Everybody is right on, so far. Stacy's question, though is probing the where and how. The air seal job was measured from inside the living space in reference to the attic. THAT was a tight seal. Those pesky walls, though, remain suspect, huh?

Those balloon-framed walls may or may not have had top plates. Flip a coin, but even if they had them, anybody want to bet they were enough to stop warmed up air from crawling up the inside walls on a cold winter night when the house is toasty, warming the top plate continuously and then the roof and melting the snow only for it to refreeze, as usual on its way across the overhang and then, well, you know the rest.

Some would say 'karma' got 'em' for trying to piece-meal with one single FIX a system interface more like a big-city interstate highway, railway, or seaport than he'd realized. A warm roof will always melt the snow; the source could be this or it could be...and now we know more than when we started so we're on our way, but not quite there until the attic is cold and the walls are the next likely target for cellulose dense-packed.

But why not an infra-red scan to see what we're missing in order to do it as 'right the first time' as we can? Checking the work is part of the job.  And though sealed, the sealed and insulated attic was only a piece of the ice dam problem. The warm roof remains, and the walls remain the likely culprit with radiation and conduction the companions in crime, now that the convection has enjoyed its free reign over the wall cavities.

Thanks Joe, hope that will work for you.  

Stacy, visualizing the way walls connect to attics is tough.  Remember these are separate components.  

The original path of least resistance may be top and bottom.  But remember that leaks aren't just at the top and bottom of a component, they often leak throughout.  

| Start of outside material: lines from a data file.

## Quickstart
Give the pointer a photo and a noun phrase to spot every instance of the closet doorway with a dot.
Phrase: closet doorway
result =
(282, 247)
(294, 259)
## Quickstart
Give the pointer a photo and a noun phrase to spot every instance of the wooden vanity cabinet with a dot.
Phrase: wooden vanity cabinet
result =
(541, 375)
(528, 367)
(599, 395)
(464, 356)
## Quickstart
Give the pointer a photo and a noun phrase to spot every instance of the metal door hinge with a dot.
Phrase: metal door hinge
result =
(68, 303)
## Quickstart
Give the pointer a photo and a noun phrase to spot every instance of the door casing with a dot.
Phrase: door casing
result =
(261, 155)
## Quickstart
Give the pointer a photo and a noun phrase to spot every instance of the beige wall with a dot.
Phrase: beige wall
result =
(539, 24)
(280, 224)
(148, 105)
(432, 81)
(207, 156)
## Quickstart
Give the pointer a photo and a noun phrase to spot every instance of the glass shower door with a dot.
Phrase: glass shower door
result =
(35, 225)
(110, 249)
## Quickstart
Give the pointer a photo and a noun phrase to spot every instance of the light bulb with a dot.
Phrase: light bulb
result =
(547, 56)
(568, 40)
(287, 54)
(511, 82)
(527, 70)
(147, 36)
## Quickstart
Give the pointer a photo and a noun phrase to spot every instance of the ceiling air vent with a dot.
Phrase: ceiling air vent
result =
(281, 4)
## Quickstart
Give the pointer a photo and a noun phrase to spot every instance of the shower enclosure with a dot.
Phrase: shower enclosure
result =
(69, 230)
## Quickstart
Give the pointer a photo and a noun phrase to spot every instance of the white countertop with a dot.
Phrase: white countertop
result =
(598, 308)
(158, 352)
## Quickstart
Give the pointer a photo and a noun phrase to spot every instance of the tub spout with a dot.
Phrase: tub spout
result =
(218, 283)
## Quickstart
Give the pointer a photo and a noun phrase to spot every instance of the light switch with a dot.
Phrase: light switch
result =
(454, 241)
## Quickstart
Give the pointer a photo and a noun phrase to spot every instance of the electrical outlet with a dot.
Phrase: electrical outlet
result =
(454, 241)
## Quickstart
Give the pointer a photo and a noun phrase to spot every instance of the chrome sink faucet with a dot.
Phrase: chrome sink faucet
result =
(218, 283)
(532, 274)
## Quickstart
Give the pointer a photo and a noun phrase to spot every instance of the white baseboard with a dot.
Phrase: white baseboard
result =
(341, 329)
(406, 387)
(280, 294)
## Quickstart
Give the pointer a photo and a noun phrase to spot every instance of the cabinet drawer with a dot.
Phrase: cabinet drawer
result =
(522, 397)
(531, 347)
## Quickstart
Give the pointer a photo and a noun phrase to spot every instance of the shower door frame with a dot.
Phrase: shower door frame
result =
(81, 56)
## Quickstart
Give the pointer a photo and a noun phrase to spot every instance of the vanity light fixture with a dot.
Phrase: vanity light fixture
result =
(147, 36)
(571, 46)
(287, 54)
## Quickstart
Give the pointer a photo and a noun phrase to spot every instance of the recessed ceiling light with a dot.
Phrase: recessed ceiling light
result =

So even if the attic flat does connect to the wall tops (balloon frame, vs having the wall tops below the attic), the leaks are simply chased to a little lower point. 

If the basement rim had also been addressed this job may not have been deemed a failure.  Hitting primary entry and exit tends to have a much more dramatic effect than simply hitting one or the other.  Get the big holes high and low first, right? 

The attic floor is insulated and air sealed, we can all agree on that. We don't know the cavity depth so hard to say if enough R-value was added to slow down the heat loss enough to prevent the warming of the attic and then the ice dams as a result of that. Let's assume that the insulated floor is not the problem. That now leaves us with a perimeter of exterior wall plates with no insulation on top of them or below (remember this a floored attic) so now each empty wall cavity around the perimeter of the attic is acting like a chimney and causing the problem. Had the exterior sidewalls been dense packed or an effort made to target dense pack the outer wall plates during the floor insulation process the problem would have been resolved. I am confident that during the dene packing of the floor that the insulation was not packed all the way to to the exterior sheating. As mentioned those were balloon framed walls so the insulation would have just trickled down if it was even able to reach that far and more likely would have hit blocking leaving the outer cavity open. So now that should make sense why we still have that snow melt around the roof edge. R-0 maybe close to R-1 if you take the R-value of a typical 3/4 floor board around that crucial area. Solution is dense pack the exterior sidealls or a cheaper alternative target dense pack using the "bag method" at the perimeter.